> -----Original Message-----
> From: Osamu TAKEUCHI [mailto:osamu@...]
> Sent: Thursday, September 24, 2009 7:29 AM
> Subject: Re: [Yaml-core] utf8u tag proposal
> > It doesn't take long to see that there are multiple problems (and I
> > didn't even get into more complex types). How to map to and from
> > native types is a problem that the YAML processor and
> application have
> > to cooperate on. It is beyond the scope of the YAML
> specification or the definition of YAML tags.

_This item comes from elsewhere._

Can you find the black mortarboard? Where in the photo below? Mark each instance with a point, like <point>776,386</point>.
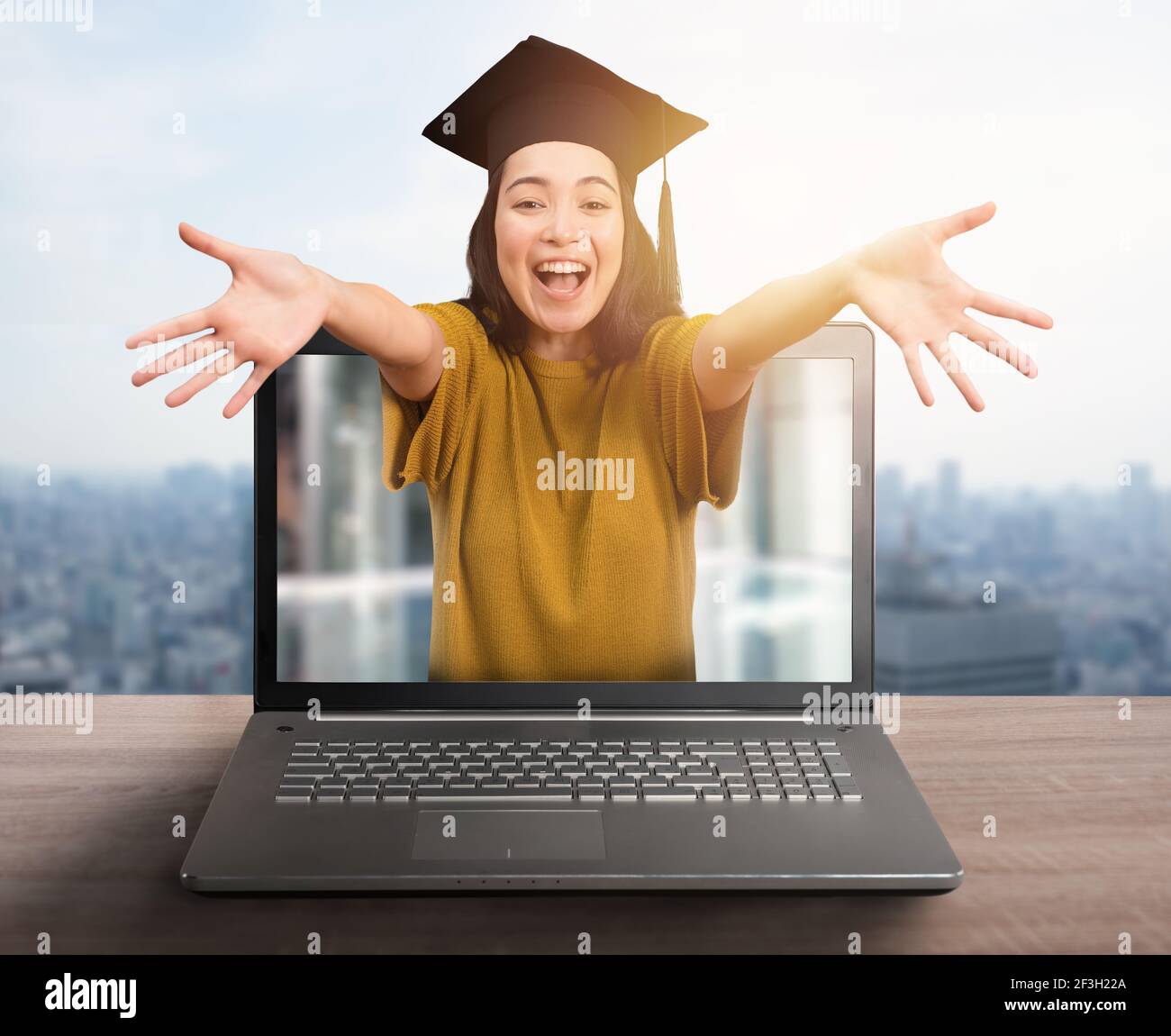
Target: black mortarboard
<point>540,92</point>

> > Oren has mentioned the idea of a schema language several times, and
> > that is a way to go about it for more general purpose applications.
>
>
> I do not agree with this table if the "YAML processor" is for
> general purpose. I wish that a general purpose YAML library
> is transparent through serialization and deserialization,
> namely it preserves the data and the data type as far as
> possible. Otherwise, it will not be widely used in real
> applications, especially when we are talking about a library for .NET.
>
> See, my library always distinguish byte from ulong.
>
> // Instantiates a serializer with the default configuration.
> YamlSerializer serializer = new YamlSerializer();
>
> // Put byte and ulong values into an untyped array.

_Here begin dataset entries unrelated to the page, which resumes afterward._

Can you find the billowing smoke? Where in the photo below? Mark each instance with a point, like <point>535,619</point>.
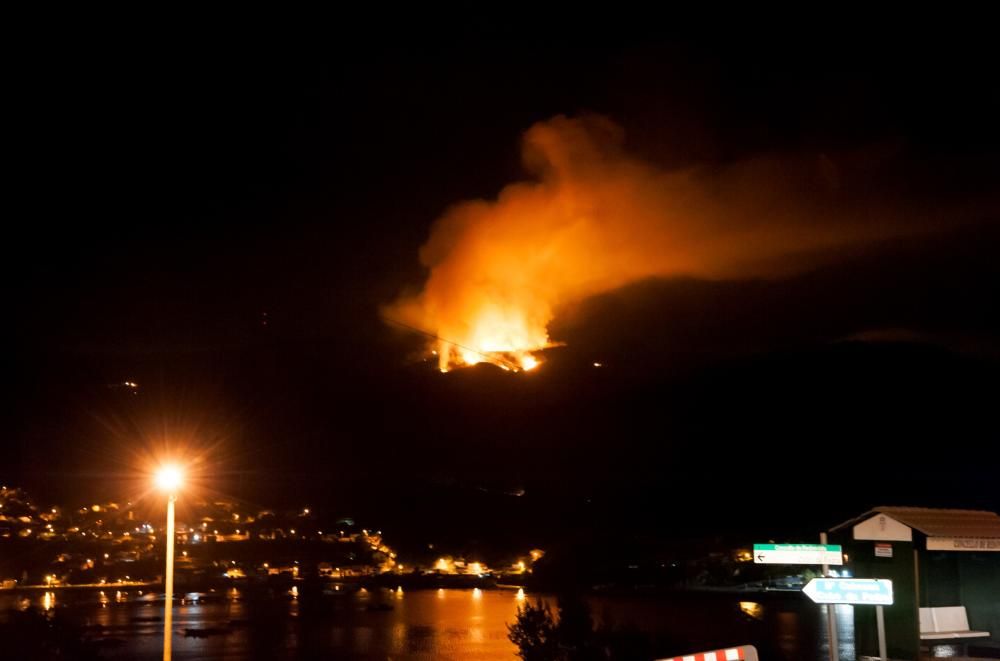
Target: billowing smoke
<point>593,218</point>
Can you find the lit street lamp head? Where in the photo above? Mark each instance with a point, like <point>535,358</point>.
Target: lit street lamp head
<point>169,478</point>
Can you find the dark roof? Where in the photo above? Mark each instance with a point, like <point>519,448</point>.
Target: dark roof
<point>938,522</point>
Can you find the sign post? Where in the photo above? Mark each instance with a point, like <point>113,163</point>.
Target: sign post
<point>858,592</point>
<point>831,614</point>
<point>798,554</point>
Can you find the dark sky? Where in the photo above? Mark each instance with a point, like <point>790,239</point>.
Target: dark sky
<point>168,195</point>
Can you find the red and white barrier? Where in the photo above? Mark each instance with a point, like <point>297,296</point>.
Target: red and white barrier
<point>744,653</point>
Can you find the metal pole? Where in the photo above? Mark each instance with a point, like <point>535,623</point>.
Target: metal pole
<point>880,616</point>
<point>831,615</point>
<point>168,613</point>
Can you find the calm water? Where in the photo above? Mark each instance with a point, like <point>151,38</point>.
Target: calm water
<point>420,624</point>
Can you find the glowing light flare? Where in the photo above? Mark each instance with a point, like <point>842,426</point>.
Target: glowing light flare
<point>169,478</point>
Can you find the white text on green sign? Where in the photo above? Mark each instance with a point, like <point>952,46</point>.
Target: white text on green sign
<point>798,554</point>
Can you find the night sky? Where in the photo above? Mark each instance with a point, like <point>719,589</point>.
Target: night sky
<point>220,220</point>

> object[] objs = new object[] { (byte)1, (ulong)1 };
>
> // Serialize them.
> string yaml = serializer.Serialize(objs);
>
> // %YAML 1.2
> // ---
> // - !System.Byte 1
> // - !System.UInt64 1
> // ...
>
> // Deserialize them.
> object[] restored = (object[])( serializer.Deserialize(yaml)[0] );
>
> // Confirm that the types are preserved.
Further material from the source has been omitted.